Would it make sense to say:
- Let’s go inside to play on the playground?
- Please put your papers under your desk?
- Look at the bird down in the sky!
- The dog’s tail is in front of him.
Now divide your class into two teams. Instruct each team to get in a line and sit facing the other team. Allow for space between the two teams. Put the chair in the space between the two teams.
1. The first player of Team 1 will be given a card (or you can choose to read the word to the child in a whispered voice).
2. The player is not allowed to talk.
3. The player places an object in relation to the chair according to the word on the card. (For example, “under" the chair)
4. The first player of Team Two has to correctly say where the object is.
Continue until each child has had a turn. You will quickly see which children need further instruction on these directional words.
Provide each student with a copy of the house (printable page) and some crayons. Tell the students that you are going to give them five exact instructions about what to add to the house. You will say each sentence two times. They should not add anything else to the picture. Here are some samples of what the five instructions could be:
1. Color the middle window on the house.
2. Draw a tree on the right side of the house.

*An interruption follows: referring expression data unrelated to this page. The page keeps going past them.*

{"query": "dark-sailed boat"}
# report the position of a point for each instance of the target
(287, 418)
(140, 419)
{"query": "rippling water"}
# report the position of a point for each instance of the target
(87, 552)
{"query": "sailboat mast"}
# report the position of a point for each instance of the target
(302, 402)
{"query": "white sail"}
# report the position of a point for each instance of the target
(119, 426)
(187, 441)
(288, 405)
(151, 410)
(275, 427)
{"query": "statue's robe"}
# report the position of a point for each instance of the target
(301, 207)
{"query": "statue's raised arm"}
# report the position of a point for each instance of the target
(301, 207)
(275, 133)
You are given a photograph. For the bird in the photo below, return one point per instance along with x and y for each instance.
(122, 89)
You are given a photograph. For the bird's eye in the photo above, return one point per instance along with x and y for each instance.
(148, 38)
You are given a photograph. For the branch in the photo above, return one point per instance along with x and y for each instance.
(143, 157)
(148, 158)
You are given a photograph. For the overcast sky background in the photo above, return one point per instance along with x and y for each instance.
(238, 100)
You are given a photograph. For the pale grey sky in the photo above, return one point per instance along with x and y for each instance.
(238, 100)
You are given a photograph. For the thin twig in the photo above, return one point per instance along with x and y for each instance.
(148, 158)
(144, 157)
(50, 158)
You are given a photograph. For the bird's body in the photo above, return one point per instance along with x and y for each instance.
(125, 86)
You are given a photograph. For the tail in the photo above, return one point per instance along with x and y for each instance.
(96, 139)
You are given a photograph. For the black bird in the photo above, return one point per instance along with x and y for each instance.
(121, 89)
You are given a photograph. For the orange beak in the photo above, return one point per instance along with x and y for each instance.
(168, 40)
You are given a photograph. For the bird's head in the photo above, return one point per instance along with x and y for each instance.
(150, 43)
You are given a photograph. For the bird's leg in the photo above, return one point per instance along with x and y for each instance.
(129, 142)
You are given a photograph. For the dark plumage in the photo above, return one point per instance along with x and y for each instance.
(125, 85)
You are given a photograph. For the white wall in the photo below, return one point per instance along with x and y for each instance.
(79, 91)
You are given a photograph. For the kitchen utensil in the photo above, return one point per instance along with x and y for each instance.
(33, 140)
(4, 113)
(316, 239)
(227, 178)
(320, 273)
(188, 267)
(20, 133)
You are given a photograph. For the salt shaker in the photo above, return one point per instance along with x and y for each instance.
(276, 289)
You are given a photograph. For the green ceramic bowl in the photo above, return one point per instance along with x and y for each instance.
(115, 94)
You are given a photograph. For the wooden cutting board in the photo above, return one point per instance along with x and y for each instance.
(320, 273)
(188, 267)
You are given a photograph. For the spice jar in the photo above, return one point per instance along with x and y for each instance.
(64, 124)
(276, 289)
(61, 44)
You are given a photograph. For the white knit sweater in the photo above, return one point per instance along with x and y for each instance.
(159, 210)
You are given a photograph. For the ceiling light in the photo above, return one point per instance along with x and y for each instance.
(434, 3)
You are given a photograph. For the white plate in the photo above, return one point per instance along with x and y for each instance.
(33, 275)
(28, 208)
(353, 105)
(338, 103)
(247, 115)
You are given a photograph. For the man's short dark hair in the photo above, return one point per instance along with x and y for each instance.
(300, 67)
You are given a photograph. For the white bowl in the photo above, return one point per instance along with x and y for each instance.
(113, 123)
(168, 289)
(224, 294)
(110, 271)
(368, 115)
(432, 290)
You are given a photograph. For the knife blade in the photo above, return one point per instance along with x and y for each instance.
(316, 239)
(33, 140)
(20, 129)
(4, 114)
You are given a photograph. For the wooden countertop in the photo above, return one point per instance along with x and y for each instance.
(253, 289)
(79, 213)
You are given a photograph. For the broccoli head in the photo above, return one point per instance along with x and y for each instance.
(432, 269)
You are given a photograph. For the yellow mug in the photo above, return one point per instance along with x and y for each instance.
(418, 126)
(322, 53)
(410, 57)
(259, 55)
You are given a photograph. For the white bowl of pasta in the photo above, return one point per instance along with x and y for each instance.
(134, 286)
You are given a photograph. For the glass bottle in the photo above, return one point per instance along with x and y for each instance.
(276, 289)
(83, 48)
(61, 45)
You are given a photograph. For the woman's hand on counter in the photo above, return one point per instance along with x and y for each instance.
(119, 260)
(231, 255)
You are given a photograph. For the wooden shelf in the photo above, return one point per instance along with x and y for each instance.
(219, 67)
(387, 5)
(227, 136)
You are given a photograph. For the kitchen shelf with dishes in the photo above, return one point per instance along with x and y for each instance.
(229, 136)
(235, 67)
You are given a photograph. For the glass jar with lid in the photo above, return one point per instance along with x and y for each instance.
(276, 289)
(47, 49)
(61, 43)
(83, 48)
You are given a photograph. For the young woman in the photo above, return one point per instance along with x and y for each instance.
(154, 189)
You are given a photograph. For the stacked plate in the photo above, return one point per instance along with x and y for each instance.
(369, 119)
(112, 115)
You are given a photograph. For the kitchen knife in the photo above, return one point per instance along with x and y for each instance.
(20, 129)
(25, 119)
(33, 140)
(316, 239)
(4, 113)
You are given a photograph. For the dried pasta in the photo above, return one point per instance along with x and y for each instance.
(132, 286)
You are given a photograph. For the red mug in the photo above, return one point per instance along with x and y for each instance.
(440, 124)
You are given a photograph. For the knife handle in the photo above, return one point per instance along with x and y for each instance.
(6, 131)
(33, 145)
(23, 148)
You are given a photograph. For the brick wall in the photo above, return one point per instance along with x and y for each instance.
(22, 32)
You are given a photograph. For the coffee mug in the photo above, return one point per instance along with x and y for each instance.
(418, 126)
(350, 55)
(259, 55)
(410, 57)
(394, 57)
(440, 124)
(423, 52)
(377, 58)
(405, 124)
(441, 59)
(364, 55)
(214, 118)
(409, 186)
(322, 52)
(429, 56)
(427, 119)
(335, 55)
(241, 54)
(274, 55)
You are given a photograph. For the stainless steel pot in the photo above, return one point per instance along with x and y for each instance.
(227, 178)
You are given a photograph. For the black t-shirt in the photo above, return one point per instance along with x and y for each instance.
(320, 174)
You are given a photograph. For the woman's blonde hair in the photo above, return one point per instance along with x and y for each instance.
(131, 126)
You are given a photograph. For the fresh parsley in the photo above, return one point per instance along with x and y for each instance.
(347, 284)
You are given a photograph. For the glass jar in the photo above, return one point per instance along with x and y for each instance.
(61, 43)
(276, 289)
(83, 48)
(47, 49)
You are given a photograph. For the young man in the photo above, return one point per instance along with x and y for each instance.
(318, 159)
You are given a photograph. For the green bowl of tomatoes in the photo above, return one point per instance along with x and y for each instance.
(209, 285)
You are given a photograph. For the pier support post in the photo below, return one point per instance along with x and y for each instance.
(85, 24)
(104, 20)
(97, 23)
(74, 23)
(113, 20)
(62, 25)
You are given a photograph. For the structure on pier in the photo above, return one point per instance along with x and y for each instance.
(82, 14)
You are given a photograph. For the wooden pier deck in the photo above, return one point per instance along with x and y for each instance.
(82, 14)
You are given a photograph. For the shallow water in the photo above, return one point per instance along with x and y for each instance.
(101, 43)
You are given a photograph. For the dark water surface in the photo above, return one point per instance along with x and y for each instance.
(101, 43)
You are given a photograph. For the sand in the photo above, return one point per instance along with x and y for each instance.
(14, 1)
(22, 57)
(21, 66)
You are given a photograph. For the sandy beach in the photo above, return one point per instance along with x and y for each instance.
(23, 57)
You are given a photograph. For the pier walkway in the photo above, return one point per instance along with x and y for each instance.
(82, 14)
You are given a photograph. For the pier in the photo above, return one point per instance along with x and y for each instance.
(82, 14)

3. Draw four flowers under the tree.
4. Draw a dog in front of the house.
5. Draw a circle around the first flower.
Provide each student with the printable boat worksheet. Use the same directions that you did in the assessment above but this time the students will work in pairs. One partner gives five directions and the other person draws. Then they reverse roles and do the activity again.
Suggested Books to Add to the Lesson:
Ayres, Katherine. Up, Down and Around. Candlewick, 2008.
Cleary, Brian. Under, Over, by the Clover: What is a Preposition? Millbrook Press, 2003.
Pitzer, Majorie. My Up and Down and All Around Book. Woodbine House, 2008.